Hello neelpatel89
Here's the proof, then, using the structure in my earlier post.
(a) Consider $\displaystyle p, q \in \mathbb{Z}$, where $\displaystyle f(p) = f(q)$
First: $\displaystyle p\ge 0$ and $\displaystyle q \ge 0 $$\displaystyle \Rightarrow 2p = 2q$
$\displaystyle \Rightarrow p = q$
Then $\displaystyle p < 0$ and $\displaystyle q < 0$ $\displaystyle \Rightarrow -(2p+1) = -(2q+1)$
$\displaystyle \Rightarrow p = q$
Finally, we note that if $\displaystyle p \ge 0, f(p)$ is even and if $\displaystyle q < 0$, $\displaystyle f(q)$ is odd.
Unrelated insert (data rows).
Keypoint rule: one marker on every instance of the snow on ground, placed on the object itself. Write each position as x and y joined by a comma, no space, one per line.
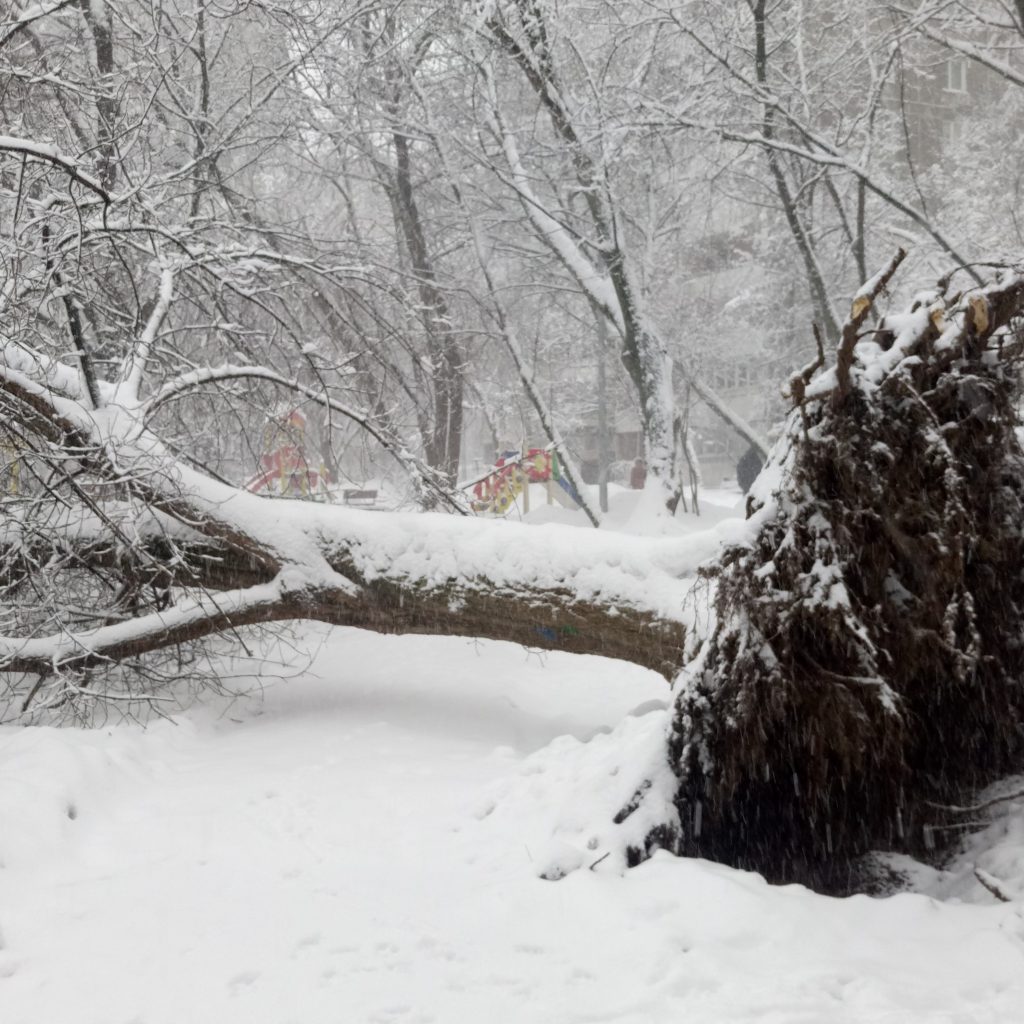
361,844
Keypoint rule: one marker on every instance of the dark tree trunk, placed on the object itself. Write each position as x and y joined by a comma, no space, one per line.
865,667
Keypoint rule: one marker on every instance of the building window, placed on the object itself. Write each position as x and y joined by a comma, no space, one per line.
956,76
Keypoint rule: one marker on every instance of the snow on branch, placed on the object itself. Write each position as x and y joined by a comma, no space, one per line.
421,474
50,155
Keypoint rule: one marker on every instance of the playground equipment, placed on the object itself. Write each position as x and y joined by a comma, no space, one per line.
512,475
284,466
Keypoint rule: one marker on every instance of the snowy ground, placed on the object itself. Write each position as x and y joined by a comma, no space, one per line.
361,844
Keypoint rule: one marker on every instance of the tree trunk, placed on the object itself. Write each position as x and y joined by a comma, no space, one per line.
864,665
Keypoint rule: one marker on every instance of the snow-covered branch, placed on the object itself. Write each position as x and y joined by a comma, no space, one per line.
50,155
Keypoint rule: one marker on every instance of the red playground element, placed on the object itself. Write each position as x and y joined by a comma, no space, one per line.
284,466
512,472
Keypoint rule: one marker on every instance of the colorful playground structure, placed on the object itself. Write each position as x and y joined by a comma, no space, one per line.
513,473
284,467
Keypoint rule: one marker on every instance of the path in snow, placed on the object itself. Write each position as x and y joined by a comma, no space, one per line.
315,857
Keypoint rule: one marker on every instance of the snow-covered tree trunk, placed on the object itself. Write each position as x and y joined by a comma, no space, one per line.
864,663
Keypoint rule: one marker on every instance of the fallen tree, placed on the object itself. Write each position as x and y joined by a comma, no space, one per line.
864,669
863,664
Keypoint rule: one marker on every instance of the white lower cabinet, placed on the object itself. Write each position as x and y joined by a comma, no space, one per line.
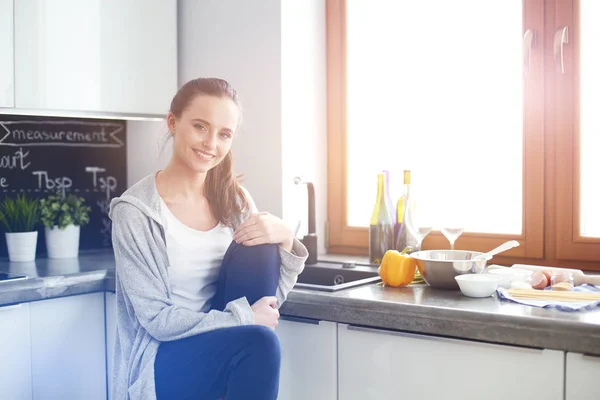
381,364
582,377
15,356
68,356
308,359
111,331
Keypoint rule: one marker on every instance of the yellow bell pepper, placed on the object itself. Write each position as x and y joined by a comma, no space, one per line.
397,269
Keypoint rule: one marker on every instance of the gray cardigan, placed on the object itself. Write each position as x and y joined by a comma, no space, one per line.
145,314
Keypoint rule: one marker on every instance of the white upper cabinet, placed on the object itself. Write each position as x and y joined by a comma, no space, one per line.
116,56
7,62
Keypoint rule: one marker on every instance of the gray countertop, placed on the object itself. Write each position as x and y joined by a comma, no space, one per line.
417,308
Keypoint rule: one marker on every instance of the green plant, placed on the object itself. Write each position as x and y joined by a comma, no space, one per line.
63,211
19,214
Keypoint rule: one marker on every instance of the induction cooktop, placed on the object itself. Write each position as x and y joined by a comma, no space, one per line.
8,277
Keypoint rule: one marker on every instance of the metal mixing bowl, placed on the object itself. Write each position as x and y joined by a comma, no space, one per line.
439,267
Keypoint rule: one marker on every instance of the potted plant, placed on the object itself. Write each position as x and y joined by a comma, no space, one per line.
63,217
19,216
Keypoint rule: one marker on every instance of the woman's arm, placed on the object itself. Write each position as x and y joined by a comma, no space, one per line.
140,259
292,262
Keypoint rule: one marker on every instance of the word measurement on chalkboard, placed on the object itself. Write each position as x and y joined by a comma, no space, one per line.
45,155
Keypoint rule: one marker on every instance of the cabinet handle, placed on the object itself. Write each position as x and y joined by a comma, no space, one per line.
13,307
300,319
528,39
437,338
561,37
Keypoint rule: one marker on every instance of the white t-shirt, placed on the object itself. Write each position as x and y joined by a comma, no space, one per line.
195,259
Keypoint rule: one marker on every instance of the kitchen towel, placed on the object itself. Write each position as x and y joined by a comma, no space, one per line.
560,305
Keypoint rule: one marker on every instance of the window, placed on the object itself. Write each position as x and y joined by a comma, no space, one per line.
462,93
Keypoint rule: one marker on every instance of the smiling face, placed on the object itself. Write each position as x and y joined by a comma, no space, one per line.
203,134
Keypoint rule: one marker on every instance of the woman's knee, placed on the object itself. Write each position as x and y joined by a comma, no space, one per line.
265,343
261,252
264,258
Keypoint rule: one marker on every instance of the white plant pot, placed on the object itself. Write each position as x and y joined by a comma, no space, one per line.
21,246
62,243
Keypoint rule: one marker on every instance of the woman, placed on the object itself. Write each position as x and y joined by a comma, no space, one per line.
200,274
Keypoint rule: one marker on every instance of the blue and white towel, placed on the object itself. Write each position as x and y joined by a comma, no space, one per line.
560,305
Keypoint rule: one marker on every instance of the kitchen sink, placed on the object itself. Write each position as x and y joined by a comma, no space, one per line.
333,276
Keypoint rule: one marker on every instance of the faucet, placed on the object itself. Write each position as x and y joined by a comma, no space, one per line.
310,239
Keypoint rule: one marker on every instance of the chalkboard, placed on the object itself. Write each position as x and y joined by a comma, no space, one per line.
44,155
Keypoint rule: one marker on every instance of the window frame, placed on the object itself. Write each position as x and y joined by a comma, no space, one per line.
570,244
545,205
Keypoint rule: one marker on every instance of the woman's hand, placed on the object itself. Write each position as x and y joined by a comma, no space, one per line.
262,228
265,313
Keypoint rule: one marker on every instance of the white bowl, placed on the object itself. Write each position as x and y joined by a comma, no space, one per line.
510,275
478,285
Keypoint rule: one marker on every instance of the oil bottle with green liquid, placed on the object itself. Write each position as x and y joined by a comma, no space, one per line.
381,228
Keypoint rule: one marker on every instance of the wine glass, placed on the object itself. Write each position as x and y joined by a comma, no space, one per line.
417,227
452,233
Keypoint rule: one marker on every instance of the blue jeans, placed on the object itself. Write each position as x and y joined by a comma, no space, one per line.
236,363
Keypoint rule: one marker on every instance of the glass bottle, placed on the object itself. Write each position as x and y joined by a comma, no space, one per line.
381,228
402,234
388,199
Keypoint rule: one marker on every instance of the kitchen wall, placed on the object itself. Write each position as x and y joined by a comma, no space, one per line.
273,53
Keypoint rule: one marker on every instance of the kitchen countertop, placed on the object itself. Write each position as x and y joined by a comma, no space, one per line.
417,308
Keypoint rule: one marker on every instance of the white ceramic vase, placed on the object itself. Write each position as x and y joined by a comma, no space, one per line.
21,246
62,243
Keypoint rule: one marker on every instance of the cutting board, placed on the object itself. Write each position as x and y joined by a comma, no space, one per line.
579,277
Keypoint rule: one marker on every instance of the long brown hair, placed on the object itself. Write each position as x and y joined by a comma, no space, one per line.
221,188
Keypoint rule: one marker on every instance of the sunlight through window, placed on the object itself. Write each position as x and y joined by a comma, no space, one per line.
436,87
590,118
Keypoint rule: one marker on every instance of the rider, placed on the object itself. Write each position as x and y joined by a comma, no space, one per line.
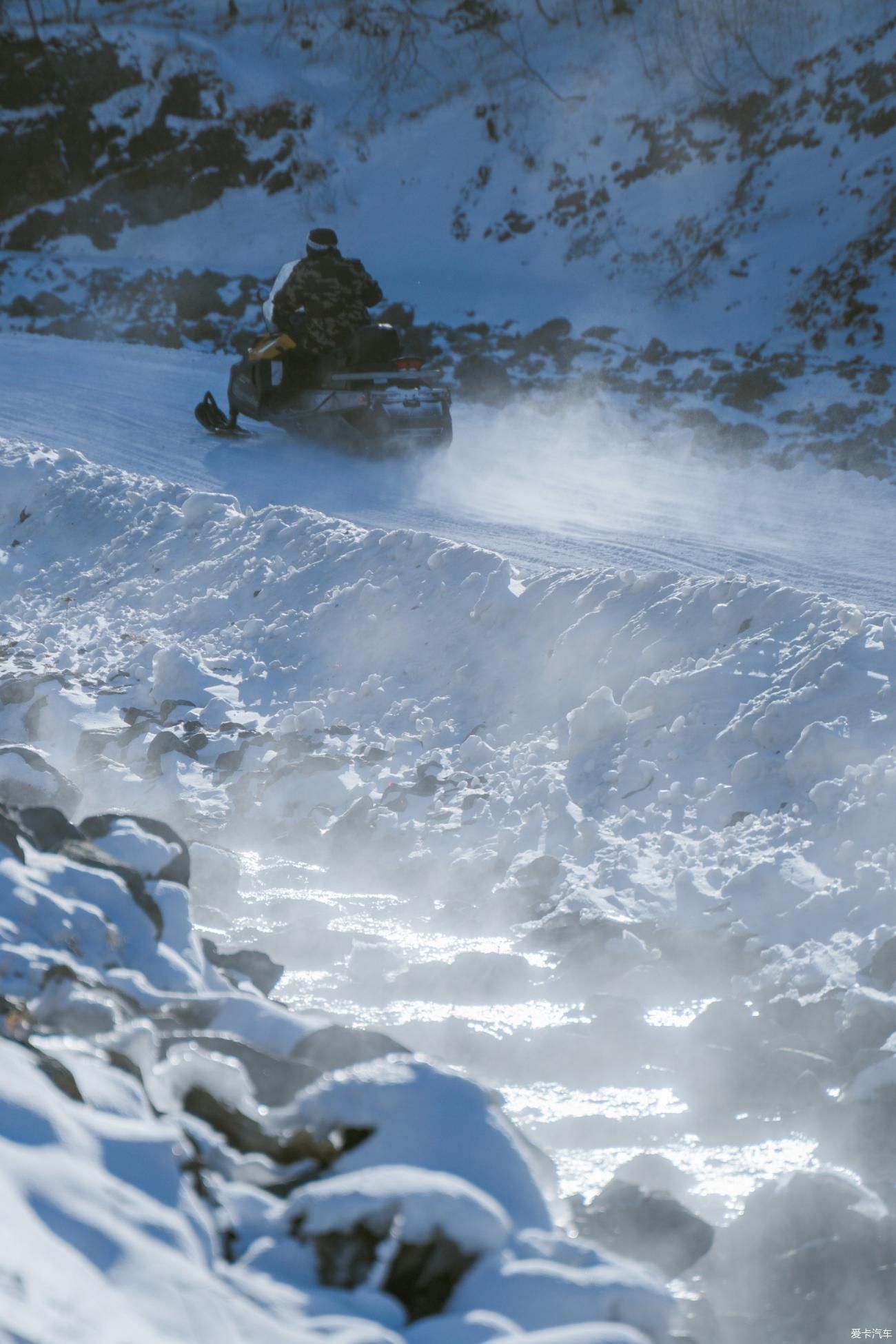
334,291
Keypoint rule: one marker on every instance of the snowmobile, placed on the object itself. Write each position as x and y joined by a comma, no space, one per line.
367,398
So $\displaystyle f(p) \ne f(q)$ if $\displaystyle p$ and $\displaystyle q$ have different signs.
So for all $\displaystyle p,q \in \mathbb{Z}, f(p) = f(q) \Rightarrow p = q$, and therefore $\displaystyle f$ is injective.
(b) Consider $\displaystyle m \in \mathbb{N} \cup \{0\}$.
Then if $\displaystyle m$ is even, $\displaystyle m = 2n$ for some $\displaystyle n \in\mathbb{N} \cup \{0\}$. Also $\displaystyle m \ge 0$. So $\displaystyle n \ge 0$. Therefore $\displaystyle f(n) = m$ for some $\displaystyle n \in \mathbb{Z}$.
If $\displaystyle m$ is odd, $\displaystyle m \ge 1$ and therefore $\displaystyle m = 2n-1$ for some $\displaystyle n > 0$
$\displaystyle \Rightarrow m = -(2(-n)+1)$, where $\displaystyle (-n) < 0$
$\displaystyle \Rightarrow m = f(-n)$
Therefore for all $\displaystyle m \in \mathbb{N} \cup \{0\}$, there is an $\displaystyle n \in \mathbb{Z}$ such that $\displaystyle f(n) = m$. Therefore $\displaystyle f$ is surjective.
Grandad